Culture is viewed as escapism from nature.
Yi Fu Tuan, the doyen of humanist geography, summarises human geography as focused on migration and a desire to change our surrounds. Escapism is the construction of culture away from nature and in denial of our animal selves, which we seek to avoid, in the way we eat, die and reproduce.

Our ecstasy in making love is a private passion, portrayed explicitly on Hindu Temples in congress between gods and voluptuous goddesses, the sacred, as much as the profane.
Cultural ideas includes the current desire to return to nature. Cities, holiday resorts and theme parks are all places of escape. US suburbia, stimulated by pastoral nostalgia, is the archetype middle landscape between town & country. Other middle landscapes are gardens, parks and sports fields. All are transitional.
We escape into books, music and our imagination, which includes both belief in angels and the enchantment of dark forces and evil spirits.
We deny or ignore that creation relies on destruction. All civilization may be seen as burying the fact of death, removing from sight the butcher’s work and disposal of animal and human corpses, their sights and smells. Caste is a social construction to avoid pollution, where all have their place.
Agriculturalists are essentially cooperative, playing down individuality. Hunter gatherers are divided between women collectors, who work together, and male individuals, who hunt. More glorious and glamorous, they tell stories, climaxing in the kill.

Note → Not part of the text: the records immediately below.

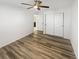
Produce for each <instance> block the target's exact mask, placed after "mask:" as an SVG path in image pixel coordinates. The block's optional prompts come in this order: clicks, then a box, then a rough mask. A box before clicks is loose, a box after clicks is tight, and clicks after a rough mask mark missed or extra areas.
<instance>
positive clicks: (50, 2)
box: [0, 0, 74, 10]
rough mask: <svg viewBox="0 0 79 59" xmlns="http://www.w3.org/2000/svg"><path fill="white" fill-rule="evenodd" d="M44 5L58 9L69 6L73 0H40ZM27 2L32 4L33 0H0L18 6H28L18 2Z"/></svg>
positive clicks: (50, 9)
mask: <svg viewBox="0 0 79 59" xmlns="http://www.w3.org/2000/svg"><path fill="white" fill-rule="evenodd" d="M42 1H43V4H44V5H49V6H50V8H49V9H50V10H51V9H57V8H58V9H59V8H68V7H70V6H71V5H72V4H73V2H74V0H42ZM22 2H24V3H29V4H33V3H34V2H33V0H0V4H5V5H10V6H11V5H12V6H19V7H22V8H28V7H29V6H24V5H21V4H20V3H22Z"/></svg>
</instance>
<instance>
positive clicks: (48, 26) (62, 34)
mask: <svg viewBox="0 0 79 59" xmlns="http://www.w3.org/2000/svg"><path fill="white" fill-rule="evenodd" d="M63 33H64V29H63V13H56V14H46V34H50V35H56V36H60V37H63Z"/></svg>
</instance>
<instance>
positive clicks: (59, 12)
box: [43, 12, 65, 38]
mask: <svg viewBox="0 0 79 59" xmlns="http://www.w3.org/2000/svg"><path fill="white" fill-rule="evenodd" d="M58 13H62V14H63V25H62V26H63V36H62V37H63V38H64V28H65V27H64V12H58ZM48 14H49V13H48ZM43 27H44V29H43V30H44V31H43V34H46V14H44V25H43ZM53 36H56V35H53Z"/></svg>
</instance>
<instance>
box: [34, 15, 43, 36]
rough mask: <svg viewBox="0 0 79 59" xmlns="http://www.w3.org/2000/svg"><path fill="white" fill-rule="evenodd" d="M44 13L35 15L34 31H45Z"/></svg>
mask: <svg viewBox="0 0 79 59" xmlns="http://www.w3.org/2000/svg"><path fill="white" fill-rule="evenodd" d="M43 20H44V19H43V15H34V33H35V34H37V32H38V31H39V32H42V33H43Z"/></svg>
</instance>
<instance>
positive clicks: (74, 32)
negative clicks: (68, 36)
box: [71, 0, 78, 59]
mask: <svg viewBox="0 0 79 59" xmlns="http://www.w3.org/2000/svg"><path fill="white" fill-rule="evenodd" d="M71 43H72V46H73V49H74V52H75V55H76V57H77V59H78V1H77V0H75V2H74V5H73V7H72V39H71Z"/></svg>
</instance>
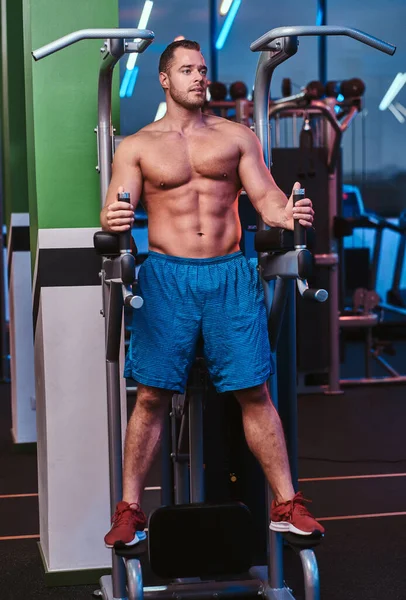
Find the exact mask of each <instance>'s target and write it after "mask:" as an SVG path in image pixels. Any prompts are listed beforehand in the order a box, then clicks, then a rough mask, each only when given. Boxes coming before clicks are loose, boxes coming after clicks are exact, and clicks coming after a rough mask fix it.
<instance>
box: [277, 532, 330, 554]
mask: <svg viewBox="0 0 406 600" xmlns="http://www.w3.org/2000/svg"><path fill="white" fill-rule="evenodd" d="M282 535H283V539H284V540H285V542H286V543H287V544H288V545H289V546H290V547H291V548H293V550H295V551H296V552H300V551H301V550H306V549H311V548H316V546H318V545H319V544H320V542H322V541H323V537H324V536H323V535H322V534H321V533H315V534H312V535H298V534H297V533H283V534H282Z"/></svg>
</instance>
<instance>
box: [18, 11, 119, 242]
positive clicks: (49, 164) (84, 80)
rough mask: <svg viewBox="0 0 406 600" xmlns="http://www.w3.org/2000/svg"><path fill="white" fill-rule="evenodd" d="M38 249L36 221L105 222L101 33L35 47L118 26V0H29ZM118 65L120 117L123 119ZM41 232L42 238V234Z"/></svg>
mask: <svg viewBox="0 0 406 600" xmlns="http://www.w3.org/2000/svg"><path fill="white" fill-rule="evenodd" d="M23 3H24V4H23V6H24V36H25V83H26V99H27V145H28V171H29V198H30V214H31V237H32V249H33V244H35V245H36V231H35V230H36V229H37V228H38V229H42V228H61V227H63V228H71V227H97V225H98V224H99V212H100V196H99V176H98V174H97V172H96V169H95V167H96V163H97V150H96V134H95V133H94V128H95V127H96V125H97V84H98V72H99V65H100V47H101V42H100V41H98V40H84V41H80V42H78V43H76V44H75V45H72V46H69V47H68V48H66V49H64V50H62V51H60V52H58V53H56V54H53V55H51V56H49V57H47V58H44V59H42V60H40V61H38V62H34V61H33V59H32V57H31V50H32V49H35V48H38V47H40V46H43V45H44V44H46V43H48V42H50V41H52V40H54V39H57V38H59V37H62V36H64V35H66V34H67V33H70V32H72V31H75V30H78V29H86V28H93V27H117V26H118V6H117V1H116V0H86V1H85V2H84V1H83V0H70V1H69V2H66V0H23ZM118 105H119V96H118V66H117V67H116V73H115V81H114V86H113V124H114V125H115V127H118ZM33 230H34V231H33ZM34 239H35V242H34Z"/></svg>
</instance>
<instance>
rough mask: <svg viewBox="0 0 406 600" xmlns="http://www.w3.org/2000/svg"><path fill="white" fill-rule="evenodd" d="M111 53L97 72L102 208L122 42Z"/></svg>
mask: <svg viewBox="0 0 406 600" xmlns="http://www.w3.org/2000/svg"><path fill="white" fill-rule="evenodd" d="M114 46H115V47H114V48H113V52H114V53H111V52H108V53H107V54H106V57H105V60H103V61H102V63H101V66H100V71H99V87H98V125H97V143H98V157H99V165H98V166H99V171H100V203H101V207H102V208H103V206H104V202H105V200H106V195H107V190H108V187H109V184H110V179H111V164H112V162H113V144H112V138H113V128H112V124H111V86H112V79H113V69H114V67H115V65H116V64H117V62H118V61H119V60H120V58H121V56H123V54H124V45H123V42H121V41H118V43H116V44H114Z"/></svg>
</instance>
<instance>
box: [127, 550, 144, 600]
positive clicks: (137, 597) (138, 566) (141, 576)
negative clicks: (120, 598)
mask: <svg viewBox="0 0 406 600" xmlns="http://www.w3.org/2000/svg"><path fill="white" fill-rule="evenodd" d="M125 566H126V570H127V583H128V600H144V588H143V586H142V571H141V563H140V561H139V560H138V559H137V558H132V559H131V560H126V561H125Z"/></svg>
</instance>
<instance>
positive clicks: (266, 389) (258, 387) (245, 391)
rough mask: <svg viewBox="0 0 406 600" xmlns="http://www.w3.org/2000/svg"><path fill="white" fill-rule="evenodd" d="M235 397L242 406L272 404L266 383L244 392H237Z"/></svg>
mask: <svg viewBox="0 0 406 600" xmlns="http://www.w3.org/2000/svg"><path fill="white" fill-rule="evenodd" d="M234 396H235V397H236V398H237V400H238V402H239V403H240V404H241V406H244V405H248V404H267V403H269V402H271V398H270V396H269V391H268V386H267V384H266V383H263V384H262V385H256V386H255V387H251V388H247V389H244V390H235V391H234Z"/></svg>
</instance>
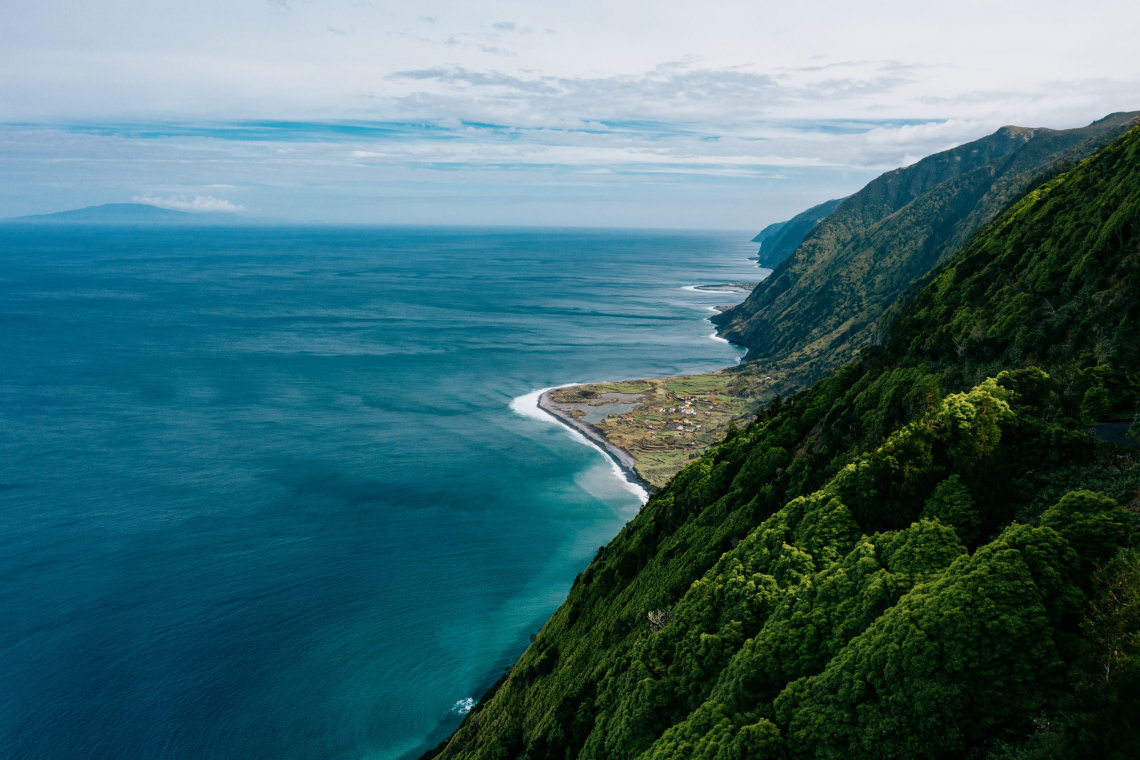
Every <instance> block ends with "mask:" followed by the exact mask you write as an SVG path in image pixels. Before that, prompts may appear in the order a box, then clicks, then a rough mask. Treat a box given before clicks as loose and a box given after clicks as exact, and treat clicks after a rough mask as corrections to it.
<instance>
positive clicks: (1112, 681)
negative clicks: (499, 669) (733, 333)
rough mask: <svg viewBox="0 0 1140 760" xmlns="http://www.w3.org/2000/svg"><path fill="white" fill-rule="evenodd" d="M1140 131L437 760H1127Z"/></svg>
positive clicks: (1133, 602) (741, 452)
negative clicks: (1131, 433) (639, 758)
mask: <svg viewBox="0 0 1140 760" xmlns="http://www.w3.org/2000/svg"><path fill="white" fill-rule="evenodd" d="M1138 317H1140V129H1135V130H1132V131H1131V132H1129V133H1127V134H1126V136H1125V137H1124V138H1122V139H1119V140H1118V141H1116V142H1115V144H1113V145H1112V146H1110V147H1109V148H1107V149H1105V150H1104V152H1101V153H1100V154H1098V155H1097V156H1094V157H1093V158H1091V160H1089V161H1086V162H1084V163H1083V164H1081V165H1080V166H1077V167H1076V169H1073V170H1072V171H1070V172H1068V173H1066V174H1062V175H1059V177H1057V178H1056V179H1053V180H1052V181H1050V182H1048V183H1047V185H1045V186H1043V187H1040V188H1037V189H1036V190H1034V191H1033V193H1031V194H1029V195H1027V196H1026V197H1024V198H1023V199H1021V201H1019V202H1018V203H1016V204H1015V205H1012V206H1011V207H1010V209H1009V211H1008V212H1007V213H1004V214H1002V215H1001V216H1000V218H999V219H998V220H995V221H994V222H993V223H991V224H988V226H987V227H986V228H984V229H983V230H982V231H980V232H979V234H978V235H977V236H976V237H975V238H974V239H972V240H971V242H970V243H969V245H968V246H967V247H966V248H964V250H963V251H961V252H960V253H959V254H958V255H955V256H954V258H953V259H951V260H950V262H948V263H947V265H946V267H944V268H943V269H942V270H941V271H939V272H938V273H937V275H936V276H934V277H931V278H930V281H929V283H928V284H927V285H926V286H925V287H923V288H922V289H921V292H920V293H919V294H918V295H917V297H915V299H914V301H913V303H912V304H911V305H910V307H907V308H905V309H903V310H902V312H901V316H899V317H898V319H897V322H896V325H895V327H894V329H893V332H891V335H890V340H889V341H888V342H887V343H886V345H885V346H880V348H876V349H873V350H871V351H869V352H866V353H865V354H864V356H863V357H862V358H861V359H860V360H857V361H856V362H854V363H850V365H848V366H846V367H844V368H842V369H841V370H840V371H838V373H837V374H834V375H833V376H831V377H828V378H825V379H823V381H821V382H819V383H816V384H815V385H813V386H812V387H809V389H807V390H805V391H804V392H801V393H799V394H796V395H795V397H792V398H791V399H788V400H787V401H783V402H780V401H779V400H777V401H774V402H773V403H771V404H769V406H768V408H767V409H766V410H765V411H764V412H763V414H760V416H759V417H758V419H757V420H756V422H755V423H754V424H751V425H749V426H748V427H747V428H744V430H740V431H735V432H734V433H731V434H730V436H728V438H727V439H726V440H725V442H724V443H723V444H720V446H718V447H714V448H712V449H710V450H709V451H708V452H706V453H705V455H703V456H702V457H701V458H700V459H699V460H698V461H695V463H694V464H693V465H691V466H690V467H687V468H685V469H684V471H682V472H681V473H679V474H678V475H677V476H676V477H675V479H674V480H673V481H671V482H670V483H669V485H667V487H666V488H665V489H662V491H660V492H659V493H658V495H655V496H654V497H653V498H652V499H651V500H650V502H649V504H648V505H646V506H645V508H644V509H643V510H642V512H641V513H640V514H638V515H637V517H635V518H634V520H633V521H632V522H630V523H629V524H628V525H627V526H626V528H625V529H624V530H622V531H621V533H620V534H619V536H618V537H617V538H614V540H613V541H612V542H611V544H610V545H609V546H606V547H603V548H602V549H600V550H598V554H597V557H596V558H595V559H594V562H593V563H591V565H589V566H588V567H587V569H586V571H585V572H584V573H583V574H581V575H579V578H578V579H577V580H576V582H575V586H573V588H572V590H571V591H570V595H569V597H568V599H567V600H565V603H564V604H563V605H562V606H561V607H560V608H559V610H557V611H556V612H555V614H554V615H553V616H552V619H551V620H549V622H548V623H547V624H546V626H545V627H544V628H543V630H541V631H540V632H539V634H538V636H537V638H536V639H535V641H534V643H532V644H531V646H530V647H529V648H528V649H527V652H526V653H524V654H523V655H522V657H521V659H520V660H519V662H518V663H516V664H515V667H514V668H513V669H512V670H511V671H510V672H508V673H506V675H505V676H504V677H503V679H502V680H500V683H499V684H497V685H496V687H495V689H492V692H491V693H489V694H488V695H486V696H484V697H483V700H481V701H480V703H479V704H478V705H477V708H475V709H474V710H473V711H472V712H471V714H470V716H469V717H467V719H466V720H465V721H464V724H463V726H462V727H461V728H459V729H458V730H457V732H456V734H455V735H454V736H453V737H451V738H450V739H449V741H448V742H447V743H445V744H443V745H441V746H440V747H439V749H438V750H435V751H434V752H433V753H432V754H433V755H434V757H439V758H534V759H537V758H560V759H563V758H565V759H570V758H595V759H598V760H622V759H632V758H642V759H651V758H686V759H687V758H698V759H709V760H728V759H741V760H743V759H746V758H760V759H763V758H773V759H775V758H779V759H789V760H790V759H797V758H805V759H806V758H836V759H839V758H901V759H902V758H907V759H909V758H990V759H993V760H996V759H999V758H1000V759H1003V760H1009V759H1013V758H1021V759H1028V758H1039V759H1040V758H1074V757H1098V758H1121V759H1123V758H1132V757H1134V747H1135V746H1138V741H1140V736H1138V729H1140V726H1138V714H1140V556H1138V551H1137V548H1135V547H1137V531H1138V528H1140V525H1138V509H1140V466H1138V465H1137V464H1135V463H1134V461H1133V458H1134V456H1135V450H1134V449H1131V448H1127V447H1114V446H1109V444H1106V443H1100V442H1098V441H1097V440H1096V439H1093V438H1092V436H1090V435H1086V434H1085V433H1084V432H1082V430H1081V426H1082V425H1083V424H1085V423H1096V422H1104V419H1106V418H1110V417H1114V416H1116V415H1121V414H1126V415H1129V416H1131V415H1132V414H1133V412H1134V411H1135V409H1137V408H1138V400H1140V393H1138V387H1140V383H1138V381H1140V356H1138V350H1137V344H1138V340H1137V335H1138V329H1140V321H1138Z"/></svg>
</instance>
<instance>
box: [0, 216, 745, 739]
mask: <svg viewBox="0 0 1140 760" xmlns="http://www.w3.org/2000/svg"><path fill="white" fill-rule="evenodd" d="M749 238H750V235H749V234H748V232H736V234H733V232H652V231H614V230H532V229H527V230H510V229H449V228H437V229H413V228H316V227H314V228H252V227H251V228H238V227H235V228H185V229H168V228H149V229H148V228H124V227H121V228H114V227H0V541H2V550H0V610H2V611H3V615H5V622H6V624H5V626H2V627H0V757H3V758H30V759H31V758H34V759H36V760H50V759H56V758H58V759H64V758H66V759H68V760H71V759H74V758H115V759H119V760H123V759H132V758H139V759H143V758H145V759H147V760H155V759H166V758H195V759H197V758H212V759H230V758H233V759H237V758H242V759H245V760H249V759H255V758H274V759H275V760H284V759H291V758H298V759H300V758H304V759H311V758H336V759H339V758H345V759H349V758H351V759H368V760H397V759H400V758H406V757H417V755H418V753H421V752H423V751H424V750H426V749H429V747H430V746H432V745H434V744H435V743H437V742H439V741H440V739H441V738H443V737H445V736H446V735H447V734H448V733H449V732H450V730H451V729H454V727H455V726H456V725H458V721H459V720H461V719H462V712H463V710H464V709H465V708H466V706H469V705H470V704H471V700H474V698H478V697H479V696H480V695H481V694H482V692H483V690H484V689H486V688H487V687H488V686H490V685H491V684H492V683H494V681H495V680H496V679H497V678H498V676H499V675H500V673H502V672H503V670H504V669H505V668H506V667H508V665H510V664H511V663H512V662H513V661H514V660H515V659H516V657H518V655H519V654H520V652H521V651H522V648H524V646H526V644H527V641H528V639H529V637H530V635H531V634H534V632H535V631H537V630H538V629H539V628H540V627H541V624H543V622H544V620H545V619H546V618H547V616H548V615H549V614H551V613H552V612H553V611H554V608H555V607H556V606H557V605H559V603H560V602H561V600H562V598H563V597H564V596H565V594H567V591H568V590H569V588H570V585H571V583H572V581H573V578H575V575H576V574H577V573H579V572H580V571H581V570H583V569H584V567H585V566H586V564H587V563H588V562H589V559H591V558H592V557H593V556H594V554H595V551H596V550H597V547H598V546H600V545H603V544H605V542H606V541H609V539H610V538H611V537H612V536H613V534H616V533H617V531H618V530H619V529H620V528H621V525H622V524H625V523H626V522H627V521H628V520H630V518H632V517H633V516H634V515H635V514H636V513H637V509H638V508H640V506H641V501H640V499H638V496H637V495H636V493H635V492H634V490H633V489H630V488H629V485H628V484H627V483H625V482H624V481H621V480H620V479H619V477H618V476H617V475H616V474H614V469H613V467H612V466H611V465H610V464H609V461H608V460H606V459H605V458H604V457H603V456H602V455H601V453H600V452H598V451H597V450H595V449H592V448H589V447H588V446H585V444H583V442H581V441H580V440H576V439H575V438H572V436H571V434H570V433H568V432H567V431H565V430H564V428H562V427H560V426H557V425H555V424H552V423H551V422H549V420H548V419H544V418H541V417H540V416H539V415H536V414H535V412H534V410H532V409H531V408H530V407H529V406H528V394H531V395H530V397H529V398H530V399H532V398H534V397H532V392H534V391H536V390H537V389H543V387H548V386H553V385H560V384H564V383H573V382H589V381H601V379H618V378H635V377H651V376H663V375H675V374H683V373H694V371H705V370H711V369H716V368H719V367H724V366H728V365H732V363H734V362H735V361H736V360H738V359H739V357H740V356H741V354H742V351H740V350H739V349H736V348H735V346H731V345H728V344H726V343H724V342H723V341H718V340H710V338H711V333H712V328H711V326H710V325H709V322H708V321H707V317H708V316H709V313H710V308H711V307H714V305H716V304H720V303H724V302H725V301H732V300H734V299H739V297H740V296H739V294H738V295H726V294H724V293H712V292H708V291H697V289H693V288H692V287H691V286H693V285H701V284H716V283H725V281H740V280H756V279H758V278H759V277H760V273H762V270H758V269H757V268H756V265H755V262H752V261H749V260H748V256H749V255H751V254H752V253H754V252H755V245H754V244H751V243H750V242H749ZM686 286H689V287H686Z"/></svg>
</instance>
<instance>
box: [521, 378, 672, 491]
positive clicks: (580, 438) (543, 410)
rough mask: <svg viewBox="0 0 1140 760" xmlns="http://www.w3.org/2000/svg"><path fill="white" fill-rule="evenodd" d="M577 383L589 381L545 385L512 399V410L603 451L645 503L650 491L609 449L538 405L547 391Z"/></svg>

In hierarchical societies the powerless are humiliated by the powerful. Culture, in particular language separates we/us, from the other, in our past into mutually unintelligible, antagonistic groups. There are distinguishing markers other than language. In Rwanda the pastoralist Tutsi drank milk and beer. They ate little and in private, looking down on the Hutu who ate more, living on sweet potatoes and a porridge of beans, peas or maize.